“Visitors of the Night” in Contemporary Art Centre (CAC) in Vilnius, 2016

The Morality Reflex
Curator: Heidi Ballet
2016.09.02–10.19
In Contemporary Art Centre (CAC) in Vilnius

 

Artists: Brandon Andrew, Judy Chicago, Leon Ferrari, fierce pussy, Andrea Fraser, Dan Graham, Rana Hamadeh, Linas Jablonskis, Joachim Koester, Carlos Motta, Shelly Nadashi, Karol Radziszewski, Marianna Simnett, Bart Van Dijck, An van. Dienderen, Heidi Voet

Assistant curators: Leo Cohen, Julija Fomina
Architecture: Laura Kaminskaitė

A reflex is an automatic and instantaneous movement in response to an agitation. Released beyond regimes of control, when the body perceives a threat, a stimulus travels to the central nervous system and sets into motion an unconscious primal reaction of the body as a means of self-preservation and protection. Transacted faster than the mind can consciously release directions, an affected body instinctively recoils and withdraws from the realm of possible threat. A morality reflex, then, may be described as the anxious and at times irrational attempt to re-establish moral values when the social complex is perceived to be in a state of decay.
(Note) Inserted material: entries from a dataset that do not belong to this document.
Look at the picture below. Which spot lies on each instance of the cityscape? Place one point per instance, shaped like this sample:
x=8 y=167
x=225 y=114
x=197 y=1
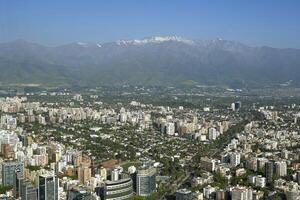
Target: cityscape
x=149 y=100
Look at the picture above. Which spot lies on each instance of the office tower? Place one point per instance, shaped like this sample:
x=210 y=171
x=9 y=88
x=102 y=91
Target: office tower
x=281 y=168
x=28 y=191
x=212 y=133
x=84 y=174
x=269 y=172
x=241 y=193
x=292 y=195
x=235 y=159
x=183 y=194
x=103 y=173
x=145 y=180
x=115 y=175
x=48 y=187
x=298 y=177
x=121 y=189
x=170 y=128
x=9 y=170
x=78 y=193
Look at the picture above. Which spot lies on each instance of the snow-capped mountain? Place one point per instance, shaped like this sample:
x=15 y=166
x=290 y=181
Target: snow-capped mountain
x=155 y=39
x=158 y=60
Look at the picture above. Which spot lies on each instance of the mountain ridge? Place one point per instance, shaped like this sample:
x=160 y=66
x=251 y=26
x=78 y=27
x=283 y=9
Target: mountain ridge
x=157 y=60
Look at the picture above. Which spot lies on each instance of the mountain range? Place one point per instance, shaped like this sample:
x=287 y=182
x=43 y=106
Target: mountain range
x=168 y=61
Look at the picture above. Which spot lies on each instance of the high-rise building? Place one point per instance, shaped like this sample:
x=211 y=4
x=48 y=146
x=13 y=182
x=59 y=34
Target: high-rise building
x=115 y=175
x=269 y=170
x=121 y=189
x=235 y=159
x=84 y=174
x=281 y=168
x=298 y=177
x=241 y=193
x=9 y=171
x=28 y=191
x=145 y=180
x=183 y=194
x=292 y=195
x=48 y=187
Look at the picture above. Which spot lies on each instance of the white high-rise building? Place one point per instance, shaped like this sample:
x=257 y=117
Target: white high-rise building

Anxieties around morality are highly prevalent though often operate at an unconscious level and as indirect physical signals. Circuits of volition and involuntary physical acts thus become entangled in relaying a communal consciousness. All religions bear an obsession with the orifices of the body, the threshold between inside and outside, to define what constitutes moral behavior in a faith-bound population. Religious rules decide what can be ingested and with whom sexual intercourse is permitted, and these rules have been partly integrated in civic procedures. As Donald Trump threatens to ban Muslims, revealing new heights in conservatism, and the burkini ban is causing outrage in Europe, a new cross-cultural understanding of morality is needed in order to avoid a growing panic towards all things foreign entering the Hobbesian body politic.
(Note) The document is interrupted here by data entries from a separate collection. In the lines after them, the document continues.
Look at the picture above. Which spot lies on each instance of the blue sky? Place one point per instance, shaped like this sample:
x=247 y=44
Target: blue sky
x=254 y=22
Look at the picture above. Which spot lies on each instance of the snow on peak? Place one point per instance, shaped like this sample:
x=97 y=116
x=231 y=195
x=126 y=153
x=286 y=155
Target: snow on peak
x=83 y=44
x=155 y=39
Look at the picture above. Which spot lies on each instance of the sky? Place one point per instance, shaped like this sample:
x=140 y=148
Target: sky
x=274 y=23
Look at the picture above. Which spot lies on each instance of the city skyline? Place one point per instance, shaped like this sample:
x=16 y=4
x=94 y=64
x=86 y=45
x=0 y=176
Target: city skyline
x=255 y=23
This exhibition addresses the idea of morality as a corporeal mode and aims to articulate links via an embedded cartography of psychological triggers. The research explores moments when moral values came under pressure and became newly shaped, such as the AIDS crisis, the history of birth control, and witch hunting in 15th century Europe. A reading of these instances proposes a history of morality that is not a story of continuous progress towards a free thinking, evenly distributed society, but a chronology that operates quite literally as a muscle, with contraction and relaxation over morality concerns. The exhibition proposes logics below the skin surface to grapple with a climate of fear, the collapse of state welfare, censorship and morality discourse both before and during capitalist acceleration.
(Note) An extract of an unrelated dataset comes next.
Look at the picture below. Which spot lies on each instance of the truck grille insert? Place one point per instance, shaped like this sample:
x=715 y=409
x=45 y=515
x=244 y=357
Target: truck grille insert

Contemporary Art Centre (CAC) is one of the largest contemporary art venues in the Baltic region. It is a public institution founded in 1992 by the Lithuanian Ministry of Culture. The CAC aims to enrich the cultural life of the city and the local and international discourse of contemporary art, and create valuable professional opportunities for artists and other participants of the field.